What is this Fortran number result that is different in the 19th place? The 17th place I might believe, but the 19th place??? How did you determine that? How are you printing out the results for comparison? Do you have some special compiler flags set?
And, again, this begs the question that if differences in the 19th digit are bothering you and generating "incorrect" result, how accurate is the algorithm you are using and can you really trust your "correct" result?
Walter Roberson on 7 Jun 2015
The two languages might set the rounding flags differently. I think MATLAB is using round to even. When I glanced a couple of years ago one of the common Fortran implementations used round to zero. Round to nearest is an additional option.
You can use feature() to affect the rounding mode if you are working on Windows I seem to recall.

Jan on 26 Apr 2015
It is expected that e.g. tanh replies slightly different values when it is implemented in different programming languages, running on different processors, with different algorithms or different compilers. This is simply an effect of the limited precision of numerical calculations. In numerics these effects must be controlled and are a fundamental effect on non-symbolic calculations.

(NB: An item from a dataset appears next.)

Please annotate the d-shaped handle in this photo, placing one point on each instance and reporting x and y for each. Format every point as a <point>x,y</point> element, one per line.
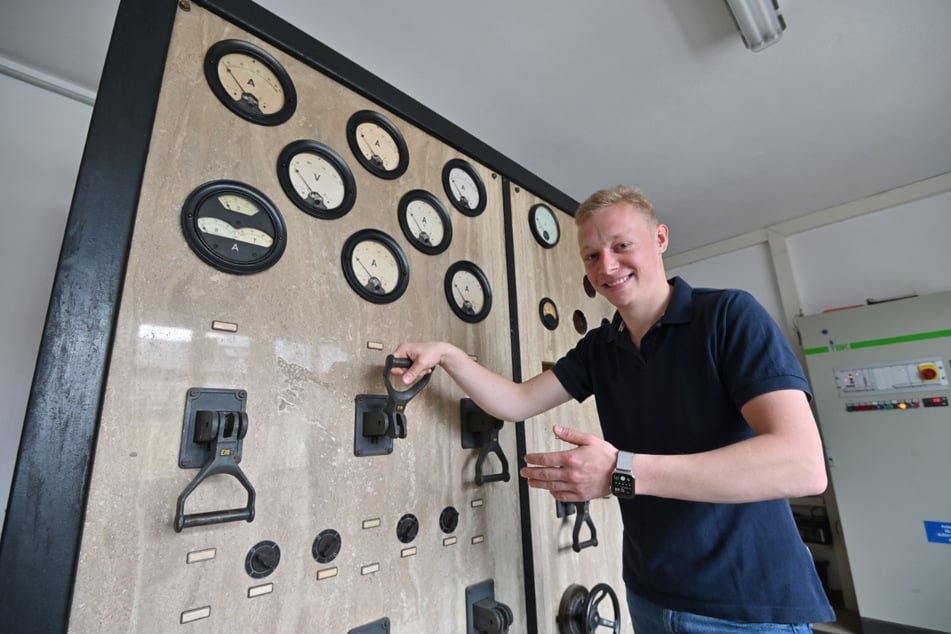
<point>223,430</point>
<point>583,518</point>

A famous minimal example is the sum:
a = 1; b = 1e-17; c = -1;
S = sum([a, b, c])
What do you expect as result? What do you get? A compiler can resort the terms in "a + b + c" for an optimization. Therefore 0 and 1e-17 are correct results considering the limited precision.
You see that tanh replies slightly different solutions. Do you see how hard it will be to find out, which of the values is "better"?